Turning to contemporary politics, I was pleased to see Slavoj Žižek express an unusually Christian conclusion on political freedom, in the London Review of Books: “The general rule is that when a revolt against an oppressive half-democratic regime begins, as with the Middle East in 2011, it is easy to mobilise large crowds with slogans - for democracy, against corruption, etc. But we are soon faced with more difficult choices. When the revolt succeeds in its initial goal, we come to realise that what is really bothering us (our lack of freedom, our humiliation, corruption, poor prospects) persists in a new guise, so that we are forced to recognise that there was a flaw in the goal itself. This may mean coming to see that democracy can itself be a form of un-freedom, or that we must demand more than merely political democracy: social and economic life must be democratised too. In short, what we first took as a failure fully to apply a noble principle (democratic freedom) is in fact a failure inherent in the principle itself.” Žižek is better at analysing problems than suggesting solutions - which political theorists aren’t? - but he makes a good point here.
Also in the LRB, I came across a great argument for Keynesianism from David Runciman, off the back of the shale gas revolution (which, astonishingly, looks set to make America a net exporter of energy by 2017): “In fact, it was state investment in hydraulic fracturing in the 1970s that laid the groundwork for the current boom. This is something that champions of the free market invariably ignore: far-reaching technological change is almost always a consequence of massive public investment at the outset, often fuelled by the imperatives of a national political crisis. As William Janeway argues in an important new book, technological revolutions depend on ostensibly wasteful government spending to do the heavy lifting at the beginning; the market won’t take the risks. Only later will the private sector step in to compete for the spoils, producing the inevitable bubbles but also the marketable products. It happened with the IT revolution, which was kick started by vast government spending on military R&D during the Cold War, and it’s happened with fracking, thanks to the heightened security fears set in train by the oil crisis of the 1970s.
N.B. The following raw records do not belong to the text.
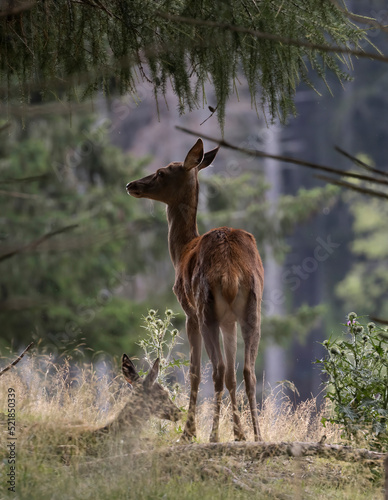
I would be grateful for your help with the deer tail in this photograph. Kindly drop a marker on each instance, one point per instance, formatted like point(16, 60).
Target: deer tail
point(229, 285)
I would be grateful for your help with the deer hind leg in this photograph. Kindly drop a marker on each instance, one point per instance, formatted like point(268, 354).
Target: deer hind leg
point(195, 342)
point(210, 331)
point(250, 329)
point(229, 334)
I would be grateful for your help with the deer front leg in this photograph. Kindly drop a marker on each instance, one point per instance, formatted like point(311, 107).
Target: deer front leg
point(229, 333)
point(210, 334)
point(195, 342)
point(250, 329)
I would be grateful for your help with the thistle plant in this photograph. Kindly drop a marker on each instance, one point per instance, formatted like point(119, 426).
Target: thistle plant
point(357, 385)
point(160, 342)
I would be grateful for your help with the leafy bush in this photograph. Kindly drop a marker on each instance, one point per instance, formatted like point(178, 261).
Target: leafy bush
point(160, 342)
point(357, 383)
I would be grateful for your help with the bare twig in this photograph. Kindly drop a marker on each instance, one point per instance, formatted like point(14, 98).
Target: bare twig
point(15, 10)
point(286, 159)
point(212, 110)
point(16, 360)
point(271, 36)
point(35, 243)
point(24, 179)
point(360, 163)
point(348, 185)
point(379, 320)
point(16, 194)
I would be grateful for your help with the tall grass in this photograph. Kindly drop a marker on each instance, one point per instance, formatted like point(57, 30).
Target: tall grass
point(59, 403)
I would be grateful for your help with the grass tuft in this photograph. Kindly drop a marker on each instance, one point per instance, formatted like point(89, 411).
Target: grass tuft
point(58, 403)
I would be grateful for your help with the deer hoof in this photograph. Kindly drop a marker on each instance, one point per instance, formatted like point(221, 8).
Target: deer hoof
point(240, 437)
point(186, 437)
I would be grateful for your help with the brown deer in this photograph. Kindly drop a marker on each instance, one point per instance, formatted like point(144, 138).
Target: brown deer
point(219, 280)
point(148, 398)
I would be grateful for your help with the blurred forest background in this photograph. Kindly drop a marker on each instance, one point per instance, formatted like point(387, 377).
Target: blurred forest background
point(81, 262)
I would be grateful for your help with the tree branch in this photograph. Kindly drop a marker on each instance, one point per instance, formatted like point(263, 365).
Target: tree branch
point(16, 360)
point(36, 243)
point(272, 37)
point(286, 159)
point(25, 179)
point(353, 187)
point(361, 163)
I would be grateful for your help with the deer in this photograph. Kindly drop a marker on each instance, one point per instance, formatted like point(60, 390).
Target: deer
point(219, 280)
point(148, 398)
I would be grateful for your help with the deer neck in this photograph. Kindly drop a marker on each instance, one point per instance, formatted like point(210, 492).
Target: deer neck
point(182, 226)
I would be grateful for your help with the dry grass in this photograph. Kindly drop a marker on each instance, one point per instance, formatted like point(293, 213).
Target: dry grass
point(56, 401)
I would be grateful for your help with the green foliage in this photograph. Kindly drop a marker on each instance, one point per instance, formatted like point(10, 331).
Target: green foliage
point(357, 385)
point(366, 283)
point(160, 342)
point(85, 45)
point(72, 285)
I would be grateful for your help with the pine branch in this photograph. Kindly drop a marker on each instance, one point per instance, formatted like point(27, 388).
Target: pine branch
point(275, 38)
point(16, 360)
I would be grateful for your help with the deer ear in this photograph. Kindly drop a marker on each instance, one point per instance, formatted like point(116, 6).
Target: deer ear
point(152, 375)
point(208, 158)
point(129, 370)
point(194, 156)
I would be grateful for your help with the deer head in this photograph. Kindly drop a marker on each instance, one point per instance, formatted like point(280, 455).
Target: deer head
point(149, 398)
point(172, 183)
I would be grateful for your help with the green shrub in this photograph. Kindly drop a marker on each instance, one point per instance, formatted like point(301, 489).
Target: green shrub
point(357, 383)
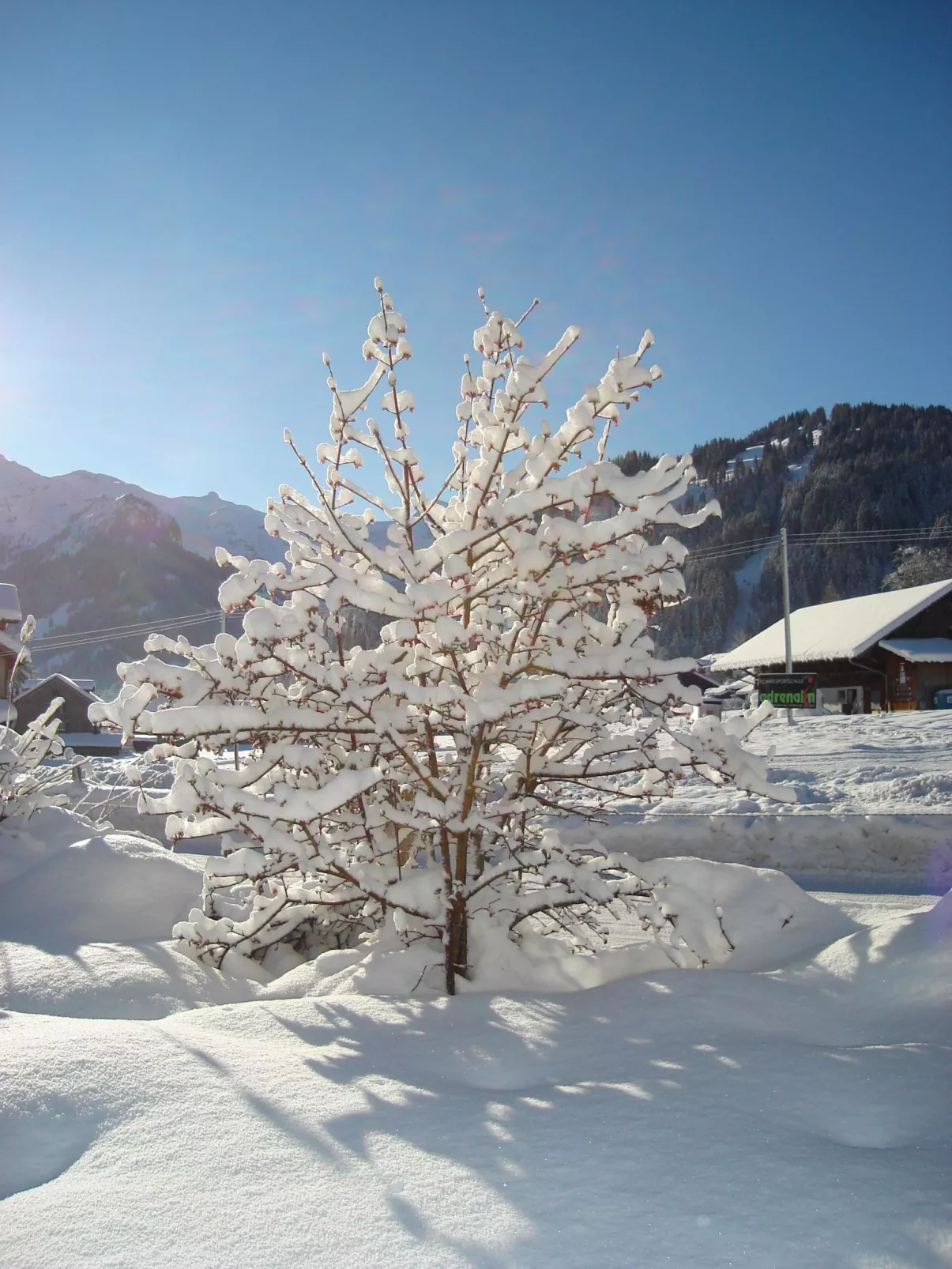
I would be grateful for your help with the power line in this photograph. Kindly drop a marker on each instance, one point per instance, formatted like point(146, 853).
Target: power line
point(828, 538)
point(132, 626)
point(83, 638)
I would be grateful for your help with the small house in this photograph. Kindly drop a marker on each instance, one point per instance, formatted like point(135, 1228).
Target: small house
point(886, 651)
point(73, 712)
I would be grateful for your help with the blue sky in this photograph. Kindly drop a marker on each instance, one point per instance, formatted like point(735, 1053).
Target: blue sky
point(197, 194)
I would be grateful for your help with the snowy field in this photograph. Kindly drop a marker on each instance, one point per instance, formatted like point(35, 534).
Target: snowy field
point(158, 1114)
point(874, 806)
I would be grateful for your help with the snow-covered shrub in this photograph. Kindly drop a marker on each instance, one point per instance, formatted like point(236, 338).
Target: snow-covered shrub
point(25, 785)
point(513, 680)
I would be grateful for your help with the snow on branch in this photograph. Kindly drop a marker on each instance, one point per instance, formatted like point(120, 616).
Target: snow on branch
point(416, 711)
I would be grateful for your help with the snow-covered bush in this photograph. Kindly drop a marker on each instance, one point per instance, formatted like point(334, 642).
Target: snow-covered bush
point(420, 782)
point(25, 785)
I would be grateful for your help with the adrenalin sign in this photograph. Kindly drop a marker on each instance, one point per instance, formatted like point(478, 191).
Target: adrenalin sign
point(788, 691)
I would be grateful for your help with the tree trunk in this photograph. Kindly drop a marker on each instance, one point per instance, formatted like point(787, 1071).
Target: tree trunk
point(456, 943)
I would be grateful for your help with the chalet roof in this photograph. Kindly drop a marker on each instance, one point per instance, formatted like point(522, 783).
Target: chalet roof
point(920, 649)
point(834, 632)
point(61, 682)
point(9, 603)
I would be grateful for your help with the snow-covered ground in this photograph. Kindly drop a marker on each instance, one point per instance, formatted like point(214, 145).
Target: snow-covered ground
point(874, 804)
point(158, 1114)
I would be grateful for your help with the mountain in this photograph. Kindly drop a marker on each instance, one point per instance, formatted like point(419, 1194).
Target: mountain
point(35, 508)
point(864, 469)
point(90, 552)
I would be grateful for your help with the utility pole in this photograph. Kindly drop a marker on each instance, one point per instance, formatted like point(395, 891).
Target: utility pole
point(786, 613)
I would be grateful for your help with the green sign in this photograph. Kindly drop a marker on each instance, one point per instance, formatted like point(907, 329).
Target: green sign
point(788, 691)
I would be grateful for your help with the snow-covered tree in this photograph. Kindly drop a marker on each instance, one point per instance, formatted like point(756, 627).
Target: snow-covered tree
point(420, 782)
point(25, 783)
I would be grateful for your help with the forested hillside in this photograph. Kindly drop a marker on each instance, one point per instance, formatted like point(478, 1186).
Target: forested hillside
point(864, 467)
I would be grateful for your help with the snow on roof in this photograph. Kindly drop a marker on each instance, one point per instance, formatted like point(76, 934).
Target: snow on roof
point(61, 678)
point(9, 603)
point(830, 632)
point(920, 649)
point(9, 642)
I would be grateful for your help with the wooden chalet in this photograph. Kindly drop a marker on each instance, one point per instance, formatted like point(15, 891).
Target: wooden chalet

Crises induce governments to throw money at the wall in the hope something will stick. But when products finally reach the market, often a generation or more later, the role of government is forgotten.” Given that I hail from Balcombe, the village at the centre of the fracking brouhaha in the UK, this was of particular interest to me.
Just in case you think I was only reading lefties, I also took the chance to catch up with The Economist. You can perhaps imagine my surprise when they slammed Reza Aslan (whose book, it appears, was reviewed by absolutely everybody in the two weeks I was away) for discounting the possibility that prophecy happens: “How people respond to prophets and their claims is an existential choice, but a belief that prophets exist - that not all concepts can be reduced to historical context - is central to any religious faith. This means that appreciating the possibility of prophecy (whatever one chooses to make of it) is vital to the work of a religious historian. Mr Aslan has shown elsewhere that he understands this, but there is not much sign of this insight in his latest book.”
And finally, since we were on holiday in the part of the UK that has arguably the best beaches in the nation (I’m excluding the Western Isles, since nobody I know has ever been there), I was moved to reflection and hilarity in equal measure by this from Bill Bryson: “Among the many thousands of things that I have never been able to understand, one in particular stands out. That is the question of who was the first person who stood by a pile of sand and said, ‘You know, I bet if we took some of this and mixed it with a little potash and heated it, we could make a material that would be solid and yet transparent. We could call it glass.’ Call me obtuse, but you could stand me on a beach till the end of time and never would it occur to me to try to make it into windows.” Indeed.